本編に入る前に・・・ここ最近、私のnoteへ来てくださっている皆さま&いつも読んでくださっている皆さまへ。いつもの皆さまにはいつもの記事ですが、最近来てくださっている皆さまには、ちょっとびっくりかも、と思うので、この前置きを書くようにしました。

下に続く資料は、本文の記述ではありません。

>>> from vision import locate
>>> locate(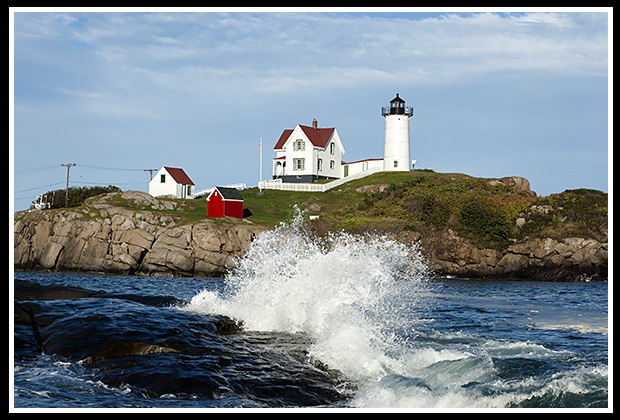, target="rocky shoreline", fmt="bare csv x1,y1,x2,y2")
14,191,265,277
420,229,608,281
14,191,608,281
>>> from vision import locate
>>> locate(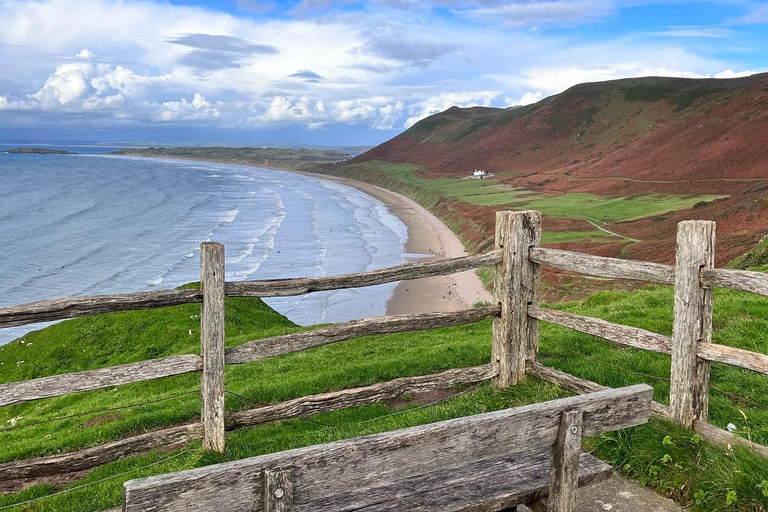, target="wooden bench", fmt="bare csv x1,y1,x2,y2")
123,384,653,512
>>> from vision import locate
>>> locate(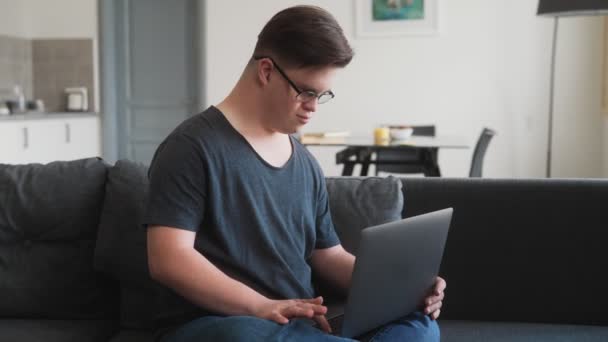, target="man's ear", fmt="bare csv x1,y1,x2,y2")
256,58,274,86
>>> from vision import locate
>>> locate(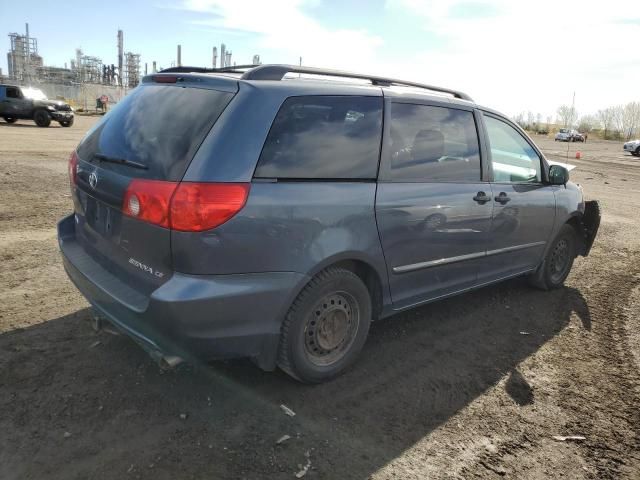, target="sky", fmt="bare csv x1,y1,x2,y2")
0,0,640,119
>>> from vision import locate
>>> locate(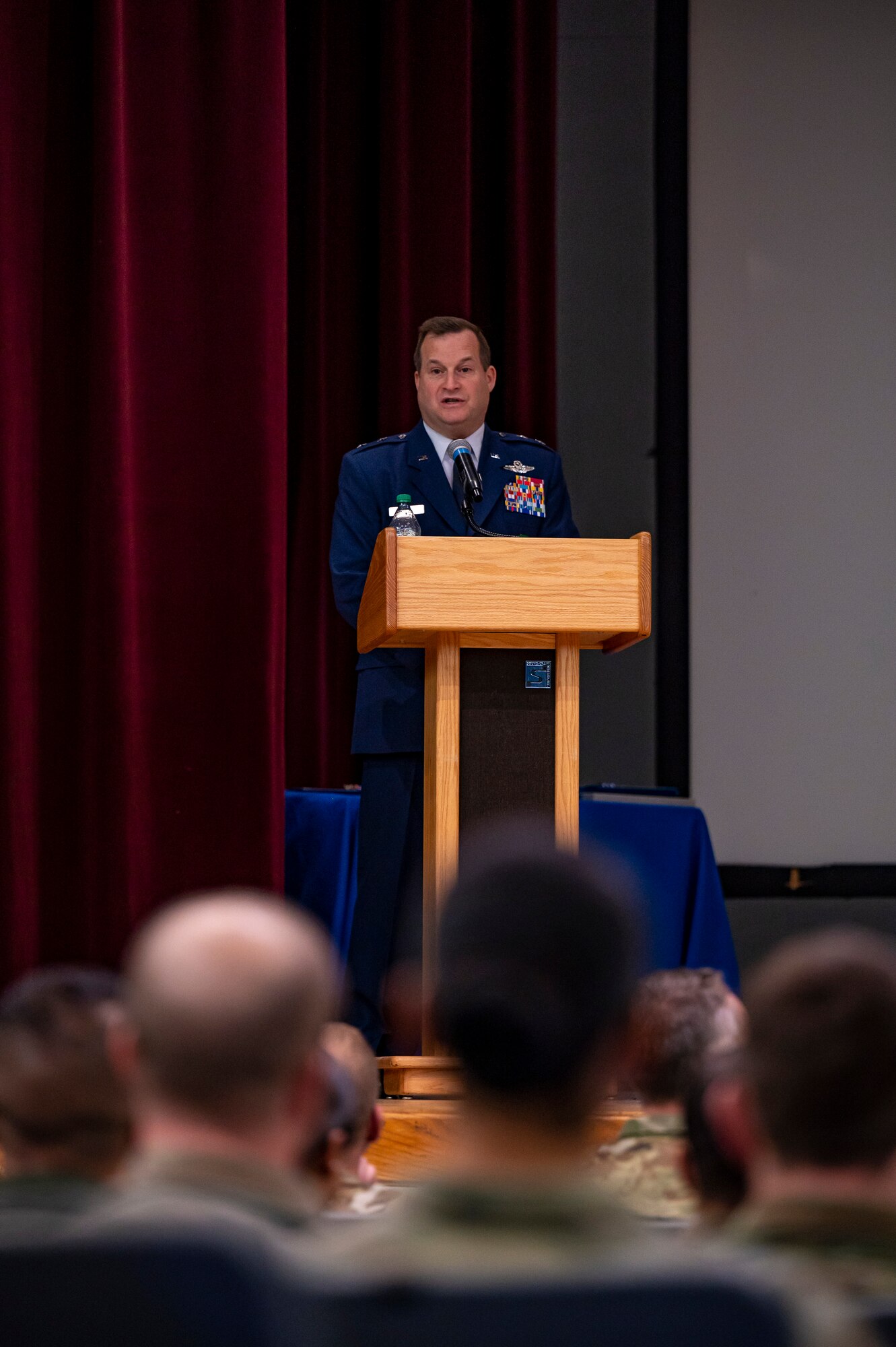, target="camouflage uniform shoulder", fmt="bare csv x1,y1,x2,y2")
495,430,554,454
346,431,408,458
594,1126,697,1220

私、この病気の事を、今は月1回で書いています。最初の頃は、まあ、自分の人生で、こんな経験することって、2度とないしな、と思って書いていました。でも時がたつにつれて、記事を読んでくださっている皆さまにコメントをいただくようになり、この病気に対して、病気を経験した人にも、現在進行形で治療をしている人にも、経験していない人にも、何か伝えられる、伝わる事があれば、と、少しずつ思うようになってきました。

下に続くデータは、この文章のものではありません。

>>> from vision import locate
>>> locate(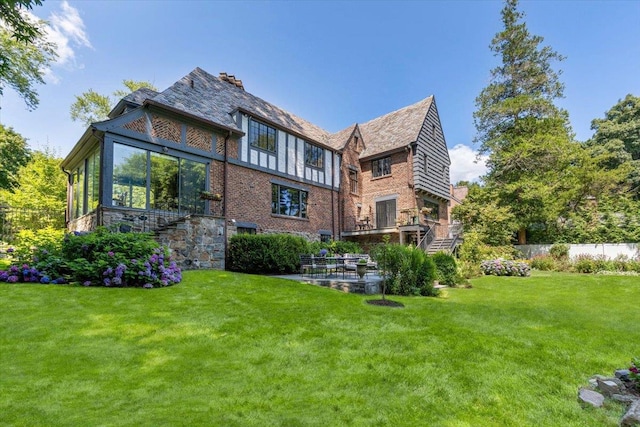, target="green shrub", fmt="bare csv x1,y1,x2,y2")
12,227,65,263
460,261,482,279
227,234,309,274
372,243,438,296
0,227,182,288
309,240,363,255
480,259,531,277
531,255,556,271
549,243,569,261
431,252,460,286
458,232,522,264
62,227,182,288
573,254,597,273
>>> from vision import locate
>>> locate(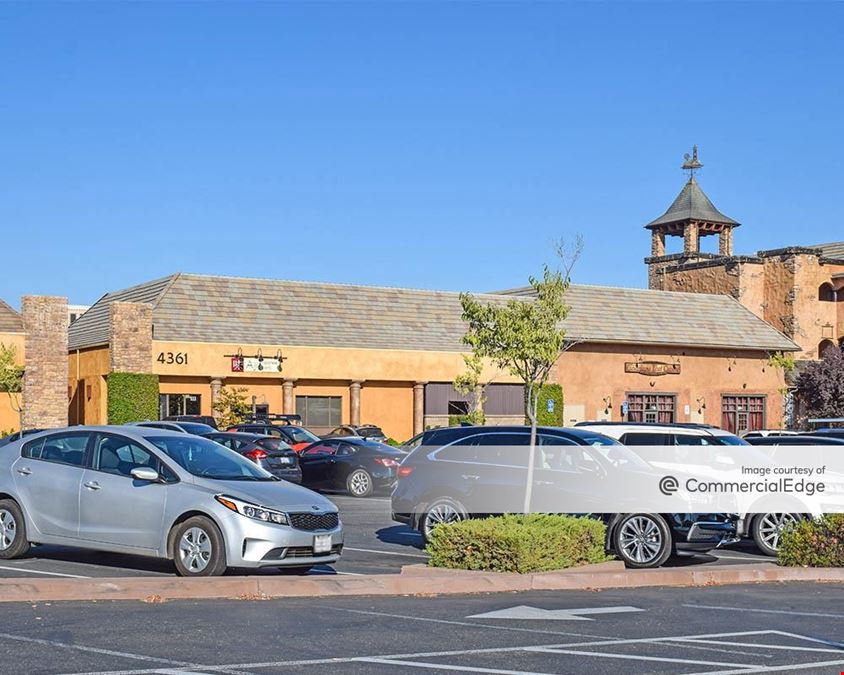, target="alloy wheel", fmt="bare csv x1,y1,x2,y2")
424,502,463,537
619,516,663,564
349,471,370,495
179,527,211,574
0,509,18,551
758,513,797,551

特に大きな事は何も考えてなく、どなたかが言われた「ろうそくの灯」のように小さな小さな明かりを灯し続けていければ、と思っております。
私の定時連絡のようなモノだと思っていただければ、いいかなと思っております。

2019年夏、右胸のしこりに激痛がはしり、検査の結果、乳がん、悪性腫瘍と診断されて、11月に右胸全摘とガンが転移していた右脇下のリンパ節切除手術を受けた。そして12月から抗がん剤治療が始まり、翌年2020年5月にやっと抗がん剤治療が終わり、7月にポート抜去手術後、ホルモン療法(タモキシフェン)が始まった。

2020年9月から仕事復帰。ただし、右腕はリンパ節切除の影響で軽いリンパ浮腫を起こしていたが、少し症状は軽くなってきた。それでも、腕を休ませながらの勤務。仕事は本格的に復帰していたが、7月から再発治療による副作用のため、再び休職に入った。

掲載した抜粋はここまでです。